I collect keys to the project space. I  look around. the empty project space seems somehow frightening.


I pack a bag with “art materials” big enough to carry by foot. I walk to Limbo project space.  I am hoping that walking will clear my head. Upon arrival, I turn the lights on. They are not very bright and they flicker. I turn some music on, hoping that it will make the space feel less empty. I wonder how I could “own” the space. The sooner I start filling the space, the less frightening it will feel. I unpack my bag andand eagerly start gluing marbles on the wall.

I hang a piece that I made recently, testing  if any suggested narrative unfolds.

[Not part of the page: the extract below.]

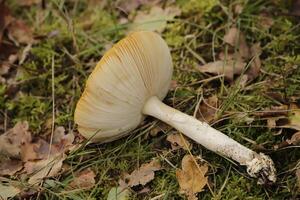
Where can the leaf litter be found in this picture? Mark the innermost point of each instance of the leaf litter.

The emptiness of the space still prevails.  I make a long list of materials to bring and leave.


DAY 3 –

Brining more materials in the space feels excitingly hopeful. I become conscious about the fact that the space is part of an artists’ studio complex. I suddenly feel exposed. I am working in a space accessible by the studio members at any time. I eagerly unpack my bag with materials and start making “something”, at least to look as if I am “making something” . I feel the sun temptingly shining in the yard. The project space is damp and cold yet that makes it attractive in a peculiar way.

DAY  4-

Today I am here for the evening, I wonder about my progress and how to measure it – can it only be measured in amount of work produced?


At the end of the day, ideas have spontaneously made their way on to the walls and floor of the space. It does feel like my idea of progress. I write  yet another long list of things to bring.